Debug levels

The constellation of messages that Ceph OSDs can log is huge and changes with each release. Full interpretation of logs could easily itself fill a book, but we'll end this section with a brief note regarding the logging levels summary within the above excerpt.

--- logging levels ---
0/ 5 none
0/ 0 lockdep
0/ 0 context

Ceph's allows us to finely control the verbosity with which it logs events, status, and errors. Levels may be independently set for each subsystem to control verbosity. Moreover, each subsystem has separate verbosity levels for information kept in process memory and for messages sent to log files or the syslog service. Higher numbers increase verbosity. The output and memory levels can be set independently, or separately. For example, if our MONs are proving unruly, we might add lines like the below to ceph.conf.

[global]
debug ms = 1
    
[mon]
debug mon = 15/20
debug paxos = 20
debug auth = 20

Note how for the mon subsystem we have specified different levels for output and memory logs by separating the two values with a slash character. If only a single value is given, Ceph applies it to both.

Recall from earlier in this chapter that Ceph daemons only read configuration files at startup. This means that to effect the above changes, one would need to make them on each MON node and perform a rolling restart of all MON daemons. This is tedious and awkward; in times of crisis, it can also be precarious to stir the pot by bouncing services.

This is a perfect example of how the admin socket and injection mechanisms described earlier in this chapter earn their keep.

Say yesterday osd.666 and osd.1701 were being squirrelly, so we elevated the logging levels of the filestore and osd modules. Today we find that the increased log flow has half-filled the OSD node's /var/log filesystem and need to back off on the verbosity.
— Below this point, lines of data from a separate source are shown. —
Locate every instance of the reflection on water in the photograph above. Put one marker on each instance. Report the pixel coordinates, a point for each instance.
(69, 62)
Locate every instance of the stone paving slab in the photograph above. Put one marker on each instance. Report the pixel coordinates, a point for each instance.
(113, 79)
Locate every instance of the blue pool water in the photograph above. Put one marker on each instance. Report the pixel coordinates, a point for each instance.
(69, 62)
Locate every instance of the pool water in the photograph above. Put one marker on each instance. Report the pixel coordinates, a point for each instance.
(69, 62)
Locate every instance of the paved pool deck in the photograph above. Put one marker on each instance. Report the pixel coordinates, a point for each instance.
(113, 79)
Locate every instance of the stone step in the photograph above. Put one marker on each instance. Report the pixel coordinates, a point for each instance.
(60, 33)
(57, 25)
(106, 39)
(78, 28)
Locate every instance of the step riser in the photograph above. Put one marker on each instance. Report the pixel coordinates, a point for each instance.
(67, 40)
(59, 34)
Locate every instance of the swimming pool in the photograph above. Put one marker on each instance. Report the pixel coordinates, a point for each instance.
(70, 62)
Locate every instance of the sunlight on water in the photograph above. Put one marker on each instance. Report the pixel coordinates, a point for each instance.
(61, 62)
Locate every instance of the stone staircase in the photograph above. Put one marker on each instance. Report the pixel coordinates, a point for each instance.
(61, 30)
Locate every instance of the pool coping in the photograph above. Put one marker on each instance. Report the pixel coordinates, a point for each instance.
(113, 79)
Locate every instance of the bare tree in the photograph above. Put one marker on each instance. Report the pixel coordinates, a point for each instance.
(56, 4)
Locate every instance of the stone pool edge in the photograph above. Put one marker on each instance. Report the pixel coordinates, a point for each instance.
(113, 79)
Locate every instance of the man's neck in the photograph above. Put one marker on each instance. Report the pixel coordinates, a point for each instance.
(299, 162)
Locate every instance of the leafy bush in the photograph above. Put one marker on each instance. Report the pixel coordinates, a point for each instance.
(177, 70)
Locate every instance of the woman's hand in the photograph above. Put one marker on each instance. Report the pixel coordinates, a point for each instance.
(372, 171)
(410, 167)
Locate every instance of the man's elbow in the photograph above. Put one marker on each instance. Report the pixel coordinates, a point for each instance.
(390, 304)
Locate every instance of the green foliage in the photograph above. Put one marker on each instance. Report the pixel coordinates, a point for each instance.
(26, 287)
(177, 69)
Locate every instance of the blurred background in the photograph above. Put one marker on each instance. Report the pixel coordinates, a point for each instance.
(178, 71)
After logging into osd.666's node we check the settings that are currently active in the daemon's running config.

# ceph daemon osd.666 config show | grep debug
    "debug_none": "0/5",
    "debug_lockdep": "0/0",
    "debug_context": "0/0",
    "debug_crush": "0/0",
    "debug_mds": "1/5",
...
    "debug_osd": "10/10",
    "debug_optracker": "0/0",
    "debug_objclass": "0/0",
    "debug_filestore": "10/10",
...

On Ceph's Jewel 10.2.6 release this matches no fewer than 98 individual settings, hence the ellipses for brevity. Now log into an admin or mon node and inject those puppies into submission.

# ceph tell osd.666 injectargs '--debug-filestore 0/0 --debug-osd 0/0'debug_filestore=0/0 debug_osd=0/0

Boom. Instant satisfaction. Since we can inject these values on the fly, we can set them low in ceph.conf and inject temporary increases on the fly, followed by decreases when we're through. In fact if the log file has grown so large that there isn't even space to compress it we can truncate and reopen it without having to restart the OSD daemon.

# rm /var/log/ceph/ceph-osd.666.log
# ceph daemon osd.666 log reopen

To quote my high school chemistry teacher, Isn't this FUN!? NOW we're cooking with gas!

Oh wait, we forgot about osd.1701. And maybe we also elevated osd.1864 and ... we don't remember. It was late and we were groggy due to garlic fries deprivation. This morning after a waking up with a soy chai we remember that we can inject values into the running state of all OSDs with a single command.

# ceph tell osd.* injectargs '--debug-filestore 0/0 --debug-osd 0/0'
osd.0: debug_filestore=0/0 debug_osd=0/0
osd.1: debug_filestore=0/0 debug_osd=0/0
osd.2: debug_filestore=0/0 debug_osd=0/0

...

Better safe than sorry; we're best off being sure. Injecting values that may be identical to those already set is safe and idempotent, and sure beats nuking the site from orbit.

Analysis of Ceph logs can involve lots of time and gnarly awk/sed pipelines. A singularly useful set of tools for identifying patterns in log files can be found here: https://github.com/linuxkidd/ceph-log-parsers

By slicing and dicing Ceph log files and emitting CSV files ready for importing into a spreadsheet, these scripts help collate thousands of messages across hours or days so that we can discern patterns. They are especially useful for narrowing in on nodes or OSDs that are loci of chronic slow / blocked requests.